In a press conference following the passage of the bill by Congress, McKeon described the land around Magic Mountain as "some of the most magnificent in California and the country." The declaration of a wilderness area on Magic Mountain was championed by Dianne Erskine-Hellrigel, the leader of a local Santa Clarita hiking club, as well as the Sierra Club. Erskine-Hellrigel, who wrote an environmental report on the region prior to its designation as a national wilderness, described Magic Mountain as "one of the most beautiful natural areas around Santa Clarita." The wilderness area's designation was also praised by the City of Santa Clarita, The Wilderness Society, and the Fernandeño Tataviam Band of Mission Indians.

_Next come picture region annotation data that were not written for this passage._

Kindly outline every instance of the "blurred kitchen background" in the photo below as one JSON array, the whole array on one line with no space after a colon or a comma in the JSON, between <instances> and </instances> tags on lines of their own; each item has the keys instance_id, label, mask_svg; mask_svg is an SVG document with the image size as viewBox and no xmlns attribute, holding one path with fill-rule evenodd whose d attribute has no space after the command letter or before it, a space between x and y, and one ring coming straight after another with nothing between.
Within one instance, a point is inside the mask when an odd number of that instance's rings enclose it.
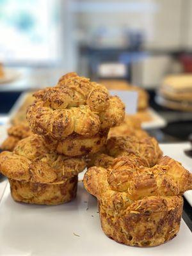
<instances>
[{"instance_id":1,"label":"blurred kitchen background","mask_svg":"<svg viewBox=\"0 0 192 256\"><path fill-rule=\"evenodd\" d=\"M172 108L158 95L166 76L192 72L192 0L0 0L0 62L3 118L21 93L76 71L147 90L166 123L150 129L160 141L192 132L189 101Z\"/></svg>"}]
</instances>

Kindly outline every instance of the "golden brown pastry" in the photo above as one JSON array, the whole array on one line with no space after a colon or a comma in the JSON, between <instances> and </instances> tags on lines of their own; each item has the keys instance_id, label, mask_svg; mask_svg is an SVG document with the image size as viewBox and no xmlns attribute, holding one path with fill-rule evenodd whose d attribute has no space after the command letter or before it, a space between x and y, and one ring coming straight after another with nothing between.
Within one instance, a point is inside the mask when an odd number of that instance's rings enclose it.
<instances>
[{"instance_id":1,"label":"golden brown pastry","mask_svg":"<svg viewBox=\"0 0 192 256\"><path fill-rule=\"evenodd\" d=\"M151 113L148 111L148 109L140 110L134 115L128 115L127 116L131 117L131 118L134 116L134 118L139 120L141 123L143 123L145 122L150 122L153 119L153 118L151 115Z\"/></svg>"},{"instance_id":2,"label":"golden brown pastry","mask_svg":"<svg viewBox=\"0 0 192 256\"><path fill-rule=\"evenodd\" d=\"M22 139L32 134L32 132L25 122L12 125L8 129L8 138L3 142L1 149L13 151L17 143Z\"/></svg>"},{"instance_id":3,"label":"golden brown pastry","mask_svg":"<svg viewBox=\"0 0 192 256\"><path fill-rule=\"evenodd\" d=\"M192 101L192 76L191 74L170 75L165 77L159 90L167 99L178 101Z\"/></svg>"},{"instance_id":4,"label":"golden brown pastry","mask_svg":"<svg viewBox=\"0 0 192 256\"><path fill-rule=\"evenodd\" d=\"M13 198L28 204L54 205L73 199L83 158L50 154L42 137L20 140L13 152L0 154L0 171L10 181Z\"/></svg>"},{"instance_id":5,"label":"golden brown pastry","mask_svg":"<svg viewBox=\"0 0 192 256\"><path fill-rule=\"evenodd\" d=\"M123 156L139 157L145 166L152 166L161 157L162 151L157 140L149 136L142 139L133 136L114 136L108 140L101 150L88 156L87 165L108 168L114 158Z\"/></svg>"},{"instance_id":6,"label":"golden brown pastry","mask_svg":"<svg viewBox=\"0 0 192 256\"><path fill-rule=\"evenodd\" d=\"M97 198L108 236L128 245L154 246L178 233L181 195L192 189L192 174L168 157L152 167L143 164L134 155L118 157L108 170L90 168L84 186Z\"/></svg>"},{"instance_id":7,"label":"golden brown pastry","mask_svg":"<svg viewBox=\"0 0 192 256\"><path fill-rule=\"evenodd\" d=\"M99 151L106 142L108 132L108 129L100 131L92 137L72 133L58 141L50 136L44 136L44 139L51 151L68 156L77 156Z\"/></svg>"},{"instance_id":8,"label":"golden brown pastry","mask_svg":"<svg viewBox=\"0 0 192 256\"><path fill-rule=\"evenodd\" d=\"M28 110L32 131L57 140L77 133L95 135L100 129L118 125L124 118L124 105L109 97L102 84L70 73L53 88L35 93L37 101Z\"/></svg>"}]
</instances>

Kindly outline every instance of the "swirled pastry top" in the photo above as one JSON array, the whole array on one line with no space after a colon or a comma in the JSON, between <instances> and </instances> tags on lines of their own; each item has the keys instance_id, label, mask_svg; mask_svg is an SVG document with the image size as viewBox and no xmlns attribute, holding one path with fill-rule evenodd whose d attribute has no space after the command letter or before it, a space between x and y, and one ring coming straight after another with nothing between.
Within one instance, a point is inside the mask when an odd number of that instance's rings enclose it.
<instances>
[{"instance_id":1,"label":"swirled pastry top","mask_svg":"<svg viewBox=\"0 0 192 256\"><path fill-rule=\"evenodd\" d=\"M99 200L109 204L115 200L121 207L147 196L181 195L192 189L192 173L173 159L164 156L152 167L144 164L135 156L117 157L108 170L90 168L84 185Z\"/></svg>"},{"instance_id":2,"label":"swirled pastry top","mask_svg":"<svg viewBox=\"0 0 192 256\"><path fill-rule=\"evenodd\" d=\"M13 152L0 154L0 171L9 179L40 183L62 182L82 172L83 159L49 154L36 134L20 140Z\"/></svg>"},{"instance_id":3,"label":"swirled pastry top","mask_svg":"<svg viewBox=\"0 0 192 256\"><path fill-rule=\"evenodd\" d=\"M104 168L110 166L114 158L131 156L132 159L140 159L143 165L153 166L162 156L157 140L145 136L138 138L135 136L114 136L109 138L105 148L99 153L89 156L89 166L96 165Z\"/></svg>"},{"instance_id":4,"label":"swirled pastry top","mask_svg":"<svg viewBox=\"0 0 192 256\"><path fill-rule=\"evenodd\" d=\"M27 113L32 131L58 140L72 132L93 136L100 129L119 125L124 118L124 104L118 97L76 73L63 76L56 86L34 96L36 101Z\"/></svg>"}]
</instances>

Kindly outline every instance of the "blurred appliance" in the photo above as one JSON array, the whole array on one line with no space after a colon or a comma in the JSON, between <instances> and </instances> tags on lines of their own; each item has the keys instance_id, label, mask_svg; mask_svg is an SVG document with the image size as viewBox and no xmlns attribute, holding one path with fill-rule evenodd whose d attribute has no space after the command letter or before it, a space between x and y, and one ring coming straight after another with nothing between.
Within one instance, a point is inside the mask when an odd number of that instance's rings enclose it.
<instances>
[{"instance_id":1,"label":"blurred appliance","mask_svg":"<svg viewBox=\"0 0 192 256\"><path fill-rule=\"evenodd\" d=\"M145 88L156 88L170 71L172 58L166 54L148 56L134 62L131 67L132 83Z\"/></svg>"}]
</instances>

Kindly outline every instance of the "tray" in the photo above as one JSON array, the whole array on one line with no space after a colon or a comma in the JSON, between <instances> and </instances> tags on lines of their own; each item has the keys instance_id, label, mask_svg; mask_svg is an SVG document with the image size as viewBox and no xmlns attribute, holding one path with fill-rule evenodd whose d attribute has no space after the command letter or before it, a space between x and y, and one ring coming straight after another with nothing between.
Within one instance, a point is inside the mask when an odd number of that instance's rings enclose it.
<instances>
[{"instance_id":1,"label":"tray","mask_svg":"<svg viewBox=\"0 0 192 256\"><path fill-rule=\"evenodd\" d=\"M57 206L15 202L6 187L0 202L1 256L182 256L191 253L192 234L183 220L177 236L159 246L119 244L102 231L97 200L79 182L77 196Z\"/></svg>"}]
</instances>

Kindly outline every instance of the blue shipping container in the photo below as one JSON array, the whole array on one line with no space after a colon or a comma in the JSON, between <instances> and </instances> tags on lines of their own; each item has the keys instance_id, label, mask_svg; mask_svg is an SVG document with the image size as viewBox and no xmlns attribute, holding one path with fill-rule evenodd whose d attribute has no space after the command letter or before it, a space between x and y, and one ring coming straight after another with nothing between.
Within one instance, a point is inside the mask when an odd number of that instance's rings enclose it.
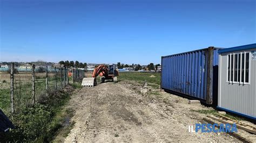
<instances>
[{"instance_id":1,"label":"blue shipping container","mask_svg":"<svg viewBox=\"0 0 256 143\"><path fill-rule=\"evenodd\" d=\"M212 104L213 100L217 102L219 49L211 47L162 56L161 88L210 104ZM208 67L210 60L211 62L209 64L212 66ZM211 87L207 89L207 86Z\"/></svg>"}]
</instances>

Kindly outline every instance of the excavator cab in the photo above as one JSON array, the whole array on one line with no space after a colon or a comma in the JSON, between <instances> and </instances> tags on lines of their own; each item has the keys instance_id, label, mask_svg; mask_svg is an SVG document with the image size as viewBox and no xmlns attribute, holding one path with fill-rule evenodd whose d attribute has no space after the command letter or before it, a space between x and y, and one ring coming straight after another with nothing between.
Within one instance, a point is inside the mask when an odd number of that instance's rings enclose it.
<instances>
[{"instance_id":1,"label":"excavator cab","mask_svg":"<svg viewBox=\"0 0 256 143\"><path fill-rule=\"evenodd\" d=\"M117 66L114 65L109 65L107 68L104 65L100 65L96 67L92 73L92 77L86 77L83 79L82 85L85 87L93 87L97 84L96 77L100 76L100 83L106 80L117 82L117 76L118 76Z\"/></svg>"}]
</instances>

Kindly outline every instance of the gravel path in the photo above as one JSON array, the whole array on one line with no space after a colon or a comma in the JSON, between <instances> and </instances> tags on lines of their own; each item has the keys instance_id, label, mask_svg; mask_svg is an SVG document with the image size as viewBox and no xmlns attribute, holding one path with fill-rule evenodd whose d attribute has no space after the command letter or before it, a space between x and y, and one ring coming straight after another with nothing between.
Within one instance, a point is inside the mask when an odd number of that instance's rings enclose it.
<instances>
[{"instance_id":1,"label":"gravel path","mask_svg":"<svg viewBox=\"0 0 256 143\"><path fill-rule=\"evenodd\" d=\"M143 96L139 87L124 82L84 87L71 97L76 123L65 142L227 142L239 140L226 133L189 133L201 121L187 99L164 92L167 99Z\"/></svg>"}]
</instances>

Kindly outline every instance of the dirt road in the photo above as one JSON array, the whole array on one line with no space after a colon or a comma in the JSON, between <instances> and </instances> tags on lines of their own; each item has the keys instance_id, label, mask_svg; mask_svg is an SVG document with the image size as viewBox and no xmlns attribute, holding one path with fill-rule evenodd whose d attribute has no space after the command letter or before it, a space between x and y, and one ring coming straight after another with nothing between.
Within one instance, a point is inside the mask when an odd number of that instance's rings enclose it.
<instances>
[{"instance_id":1,"label":"dirt road","mask_svg":"<svg viewBox=\"0 0 256 143\"><path fill-rule=\"evenodd\" d=\"M163 101L143 96L124 82L84 87L72 97L76 123L65 141L239 141L226 133L189 133L201 121L187 99L165 92Z\"/></svg>"}]
</instances>

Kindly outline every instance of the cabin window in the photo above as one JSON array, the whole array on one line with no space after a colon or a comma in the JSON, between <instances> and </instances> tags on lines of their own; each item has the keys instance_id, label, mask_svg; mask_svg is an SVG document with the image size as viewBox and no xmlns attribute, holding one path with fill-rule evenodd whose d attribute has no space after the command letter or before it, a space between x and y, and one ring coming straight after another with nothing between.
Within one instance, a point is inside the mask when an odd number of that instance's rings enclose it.
<instances>
[{"instance_id":1,"label":"cabin window","mask_svg":"<svg viewBox=\"0 0 256 143\"><path fill-rule=\"evenodd\" d=\"M233 53L227 55L227 82L232 83L250 84L250 52Z\"/></svg>"}]
</instances>

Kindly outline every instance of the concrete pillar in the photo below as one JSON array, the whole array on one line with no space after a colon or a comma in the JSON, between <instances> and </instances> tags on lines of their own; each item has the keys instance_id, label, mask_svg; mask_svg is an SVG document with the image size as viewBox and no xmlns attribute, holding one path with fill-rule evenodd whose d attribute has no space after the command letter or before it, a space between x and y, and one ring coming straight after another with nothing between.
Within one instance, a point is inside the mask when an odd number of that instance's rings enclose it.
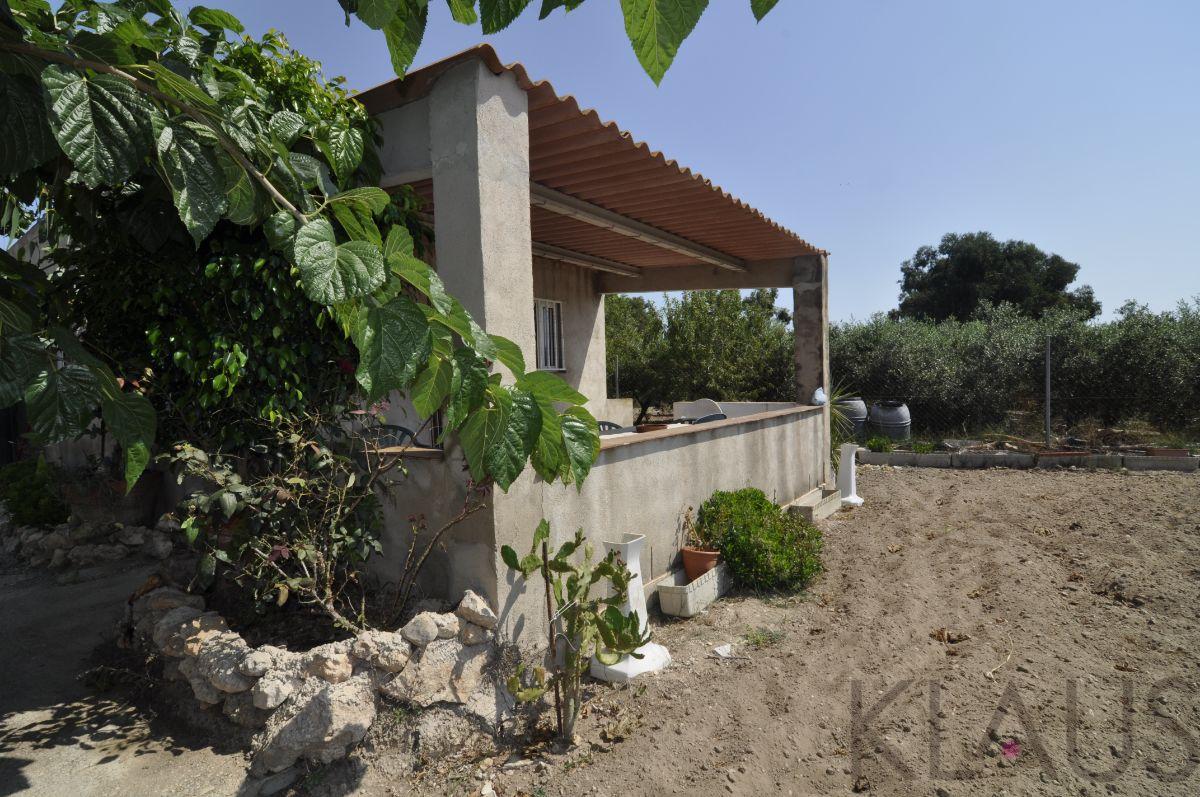
<instances>
[{"instance_id":1,"label":"concrete pillar","mask_svg":"<svg viewBox=\"0 0 1200 797\"><path fill-rule=\"evenodd\" d=\"M796 400L812 402L812 392L829 385L829 259L824 254L796 258L792 271L792 325L796 332ZM822 481L832 481L829 406L824 412Z\"/></svg>"},{"instance_id":2,"label":"concrete pillar","mask_svg":"<svg viewBox=\"0 0 1200 797\"><path fill-rule=\"evenodd\" d=\"M472 59L428 97L437 269L493 335L534 356L529 120L512 74Z\"/></svg>"},{"instance_id":3,"label":"concrete pillar","mask_svg":"<svg viewBox=\"0 0 1200 797\"><path fill-rule=\"evenodd\" d=\"M428 131L438 275L480 326L516 342L533 367L526 92L512 74L496 76L472 59L438 78L428 95ZM451 439L446 466L464 481L461 462L461 450ZM432 495L431 499L454 501ZM523 555L540 520L540 515L515 513L514 503L511 496L497 492L490 507L445 540L451 562L443 585L451 600L464 588L487 598L502 612L510 637L520 631L514 625L521 610L532 612L534 622L538 618L534 601L515 611L518 595L511 594L514 579L500 559L505 543ZM520 593L521 586L516 589Z\"/></svg>"}]
</instances>

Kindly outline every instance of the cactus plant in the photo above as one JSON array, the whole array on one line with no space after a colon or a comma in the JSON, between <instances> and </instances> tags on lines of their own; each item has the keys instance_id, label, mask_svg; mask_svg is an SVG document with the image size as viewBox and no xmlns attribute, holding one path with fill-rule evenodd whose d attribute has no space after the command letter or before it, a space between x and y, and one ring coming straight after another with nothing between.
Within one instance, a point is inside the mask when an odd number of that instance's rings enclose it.
<instances>
[{"instance_id":1,"label":"cactus plant","mask_svg":"<svg viewBox=\"0 0 1200 797\"><path fill-rule=\"evenodd\" d=\"M518 558L516 551L508 545L500 549L504 563L523 579L529 579L535 571L541 573L546 586L552 669L548 679L538 669L529 685L523 685L523 669L518 669L509 678L509 691L517 700L533 701L540 700L553 688L558 733L563 741L571 743L575 721L580 715L581 684L592 657L602 664L616 664L624 655L640 659L637 648L650 641L650 634L642 634L637 612L620 611L631 575L616 551L610 551L605 558L594 562L592 546L583 537L582 528L575 533L574 539L563 543L553 556L550 556L548 540L550 523L542 520L534 532L533 546L523 558ZM572 561L577 551L582 551L582 559ZM611 585L610 594L604 598L594 597L592 588L601 581ZM558 657L559 640L565 642L562 664Z\"/></svg>"}]
</instances>

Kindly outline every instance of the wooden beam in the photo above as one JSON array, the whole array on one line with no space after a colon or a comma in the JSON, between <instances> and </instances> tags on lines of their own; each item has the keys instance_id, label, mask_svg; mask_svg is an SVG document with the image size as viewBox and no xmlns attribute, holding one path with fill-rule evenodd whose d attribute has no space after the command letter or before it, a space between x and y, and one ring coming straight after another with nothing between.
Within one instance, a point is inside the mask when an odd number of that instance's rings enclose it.
<instances>
[{"instance_id":1,"label":"wooden beam","mask_svg":"<svg viewBox=\"0 0 1200 797\"><path fill-rule=\"evenodd\" d=\"M547 260L570 263L571 265L592 269L593 271L607 271L608 274L619 274L623 277L634 277L637 280L642 278L642 269L637 266L625 265L624 263L618 263L617 260L596 257L595 254L587 254L586 252L576 252L574 250L563 248L562 246L554 246L552 244L539 244L538 241L534 241L533 253L534 257L544 257Z\"/></svg>"},{"instance_id":2,"label":"wooden beam","mask_svg":"<svg viewBox=\"0 0 1200 797\"><path fill-rule=\"evenodd\" d=\"M656 227L650 227L640 221L614 214L611 210L594 205L590 202L577 199L566 193L547 188L544 185L532 182L529 185L529 204L542 208L560 216L569 216L578 221L610 229L620 235L637 239L644 244L658 246L708 263L728 271L745 271L745 263L714 248L702 246L686 238L667 233Z\"/></svg>"}]
</instances>

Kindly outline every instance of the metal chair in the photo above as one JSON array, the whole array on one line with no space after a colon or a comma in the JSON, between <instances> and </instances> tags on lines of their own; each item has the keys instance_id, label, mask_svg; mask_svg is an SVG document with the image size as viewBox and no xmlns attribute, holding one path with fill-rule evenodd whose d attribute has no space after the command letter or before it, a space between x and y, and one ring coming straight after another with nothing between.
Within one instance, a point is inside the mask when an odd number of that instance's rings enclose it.
<instances>
[{"instance_id":1,"label":"metal chair","mask_svg":"<svg viewBox=\"0 0 1200 797\"><path fill-rule=\"evenodd\" d=\"M726 415L725 413L713 413L712 415L703 415L701 418L697 418L696 420L691 421L691 425L696 426L697 424L707 424L714 420L725 420L726 418L728 418L728 415Z\"/></svg>"}]
</instances>

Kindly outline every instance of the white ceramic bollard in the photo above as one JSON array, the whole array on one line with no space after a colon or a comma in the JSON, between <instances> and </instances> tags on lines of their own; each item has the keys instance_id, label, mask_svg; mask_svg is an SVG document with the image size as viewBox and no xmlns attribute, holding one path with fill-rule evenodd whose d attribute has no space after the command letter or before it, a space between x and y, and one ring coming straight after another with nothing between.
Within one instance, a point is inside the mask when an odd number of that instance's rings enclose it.
<instances>
[{"instance_id":1,"label":"white ceramic bollard","mask_svg":"<svg viewBox=\"0 0 1200 797\"><path fill-rule=\"evenodd\" d=\"M620 543L605 543L606 550L617 551L625 567L629 568L632 577L629 580L629 593L620 611L628 615L630 611L637 612L642 633L649 628L650 618L646 609L646 591L642 588L642 546L646 545L644 534L625 534ZM666 669L671 664L671 653L656 642L647 642L637 648L641 659L631 655L622 657L620 661L613 665L600 664L592 659L592 677L608 683L625 683L634 676L643 672L656 672Z\"/></svg>"},{"instance_id":2,"label":"white ceramic bollard","mask_svg":"<svg viewBox=\"0 0 1200 797\"><path fill-rule=\"evenodd\" d=\"M858 479L854 475L854 451L858 447L853 443L842 443L838 455L838 490L841 492L842 507L862 507L863 499L858 497Z\"/></svg>"}]
</instances>

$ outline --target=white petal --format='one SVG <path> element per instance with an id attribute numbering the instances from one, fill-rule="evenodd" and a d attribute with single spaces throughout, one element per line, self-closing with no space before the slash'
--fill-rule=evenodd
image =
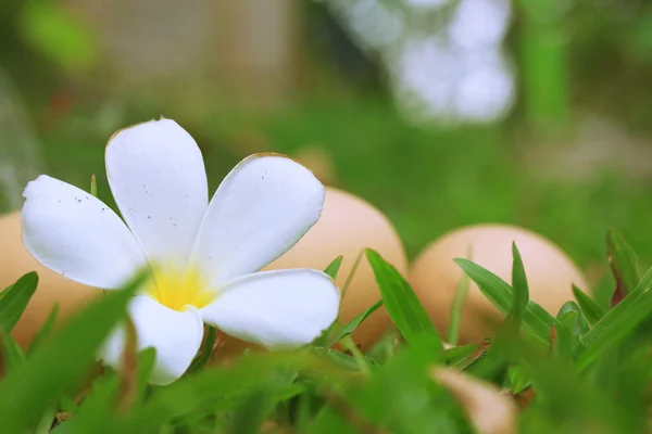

The Magic Mountain Wilderness has a number of unique flora and fauna, owing to its mixture of chaparral and coniferous forests. Local scrubland flora include chamise, manzanita, scrub oak, and ceanothus, while the more wooded areas feature oaks, willows, alders, and sycamores. Local endangered fauna include the California condor, the least Bell's vireo, the southwestern willow flycatcher, the arroyo toad, and the mountain yellow-legged frog. The mountain is considered to be a good place to spot California condors.

The peak itself is excluded from the wilderness area due to the developments made by Project Nike and Marquardt, as is the abandoned road on the north side of the mountain which divides the wilderness in two.